Recently, Amazon announced that have earned a patent for drone shipping, thus setting a precedent in the shipping industry. These drone will supposedly fly over to a house, hover over the yard, and safely drop the package by parachute.
Now, what does the creating of “Amazon Prime Air” mean for the consumer? Well, for one, shipping times may be quicker. Through automation a truck may be able to deliver multiple packages at once, instead of driving a route dropping off one package at a time. Decreasing a workforce also leaves less room for human error during delivery. This service can be beneficial for homes in rural areas or ones with deep driveways reducing the risk for the truck driver.
On the other hand, many things can go wrong with automation. One is that computers, like humans, can be unpredictable. During delivery you run the risk of drones/parachutes malfunctioning and crashing, leading to damages. Other issues can just come from mother nature herself. A single gust of wind could possibly blow a smaller, lighter package off course or even onto a roof.
Another hindrance to the drone delivery service are the Federal Aviation Administration’s (FAA) regulations on commercial aircraft. One such regulation is that drones must remain in the eyesight of the pilot. This causes a snag in Amazon’s initial plan since the company had planned to use the drones remotely, and navigating through a North Raleigh subdivision while always having an eye on the drone could be tricky.

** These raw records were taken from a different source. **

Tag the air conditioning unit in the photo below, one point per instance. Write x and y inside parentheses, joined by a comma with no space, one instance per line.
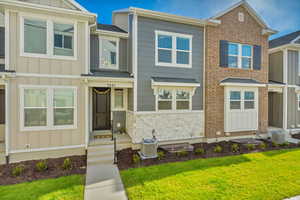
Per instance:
(149,148)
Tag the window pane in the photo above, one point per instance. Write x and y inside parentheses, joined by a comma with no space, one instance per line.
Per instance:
(35,98)
(165,94)
(235,95)
(235,105)
(165,105)
(180,94)
(232,61)
(35,117)
(233,49)
(119,99)
(249,95)
(183,43)
(63,116)
(183,57)
(249,104)
(63,97)
(165,56)
(108,53)
(182,105)
(35,36)
(246,50)
(164,41)
(246,63)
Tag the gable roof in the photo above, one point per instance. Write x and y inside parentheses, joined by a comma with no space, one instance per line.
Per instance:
(291,38)
(251,11)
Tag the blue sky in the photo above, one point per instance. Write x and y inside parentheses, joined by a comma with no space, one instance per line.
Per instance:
(281,15)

Another regulation is that a pilot who operates a commercial drone must have “remote pilot airman certificate” issued by the FAA. This certification is composed of a knowledge test (that must be performed at a certified testing center, an application process and a training course. This lengthy process may prove problematic for Amazon to have all of their truck drivers certified.
Other companies like UPS have begun to jump on the drone bandwagon. On a recent live stream, UPS performed a test fly for a drone that they can load and launch out of the roof of the delivery truck. The the initial flight went well, but the second test was more problematic as the drone was almost crushed but the sliding panel on the truck’s roof.
This test just goes to show how far we have to go perfecting the use of drones; it may not be long, however, before we do.